2. Demonstration of Data Scaling Laws: The SAIL-VL model's pretraining involves a substantial dataset of 131 billion tokens, showcasing that even compact models benefit from increased data scales. Performance scaling laws indicate that model performance responds logarithmically to increases in data size.
3. Guidelines for Instruction Tuning: The paper provides insights into general strategies for the curation and scaling of instruction datasets. These guidelines facilitate the development of a robust model performance across various tasks.

Methodology Overview

The SAIL-VL model training comprises several outlined stages:

• Pretraining Stages: These stages focus on amassing foundational visual understanding capabilities through alignment with vast datasets.
• Supervised Fine-Tuning (SFT): Employing multiple stages of fine-tuning, this phase integrates knowledge, instruction adherence, and preference learning from meticulously curated datasets.

This multi-stage training process enhances model learning from exponential data growth, progressing to more refined abilities with distinct data qualities. Notably, the SAIL-VL model completes these training stages with top-tier benchmarking results, outstripping the performance of VLMs of equivalent sizes.

Performance Evaluation

The SAIL-VL model achieves the highest average score across 19 benchmarks and excels in the OpenCompass leaderboard, marking it as a leader among VLMs with similar parameter sizes. This assertive performance highlights the relevance of detailed and high-caliber data in pretraining and instruction stages.
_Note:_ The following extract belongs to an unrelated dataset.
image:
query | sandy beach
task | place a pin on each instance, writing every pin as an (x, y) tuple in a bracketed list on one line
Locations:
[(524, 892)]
Implications and Future Work

The work suggests promising implications for practical applications in areas demanding robust visual comprehension and advanced instruction-following capabilities. Looking forward, the exploration of extending these methodologies to larger-scale models presents an avenue for future inquiry. Moreover, broadening the examination of scaling laws and high-quality data impacts offers potential research extensions. This could enhance the generalization ability and the interpretability of vision-LLMs across a broader range of tasks.

Overall, this research underscores the importance of scalable, high-quality data as a foundation for training highly effective VLMs, with potential implications across numerous fields within artificial intelligence.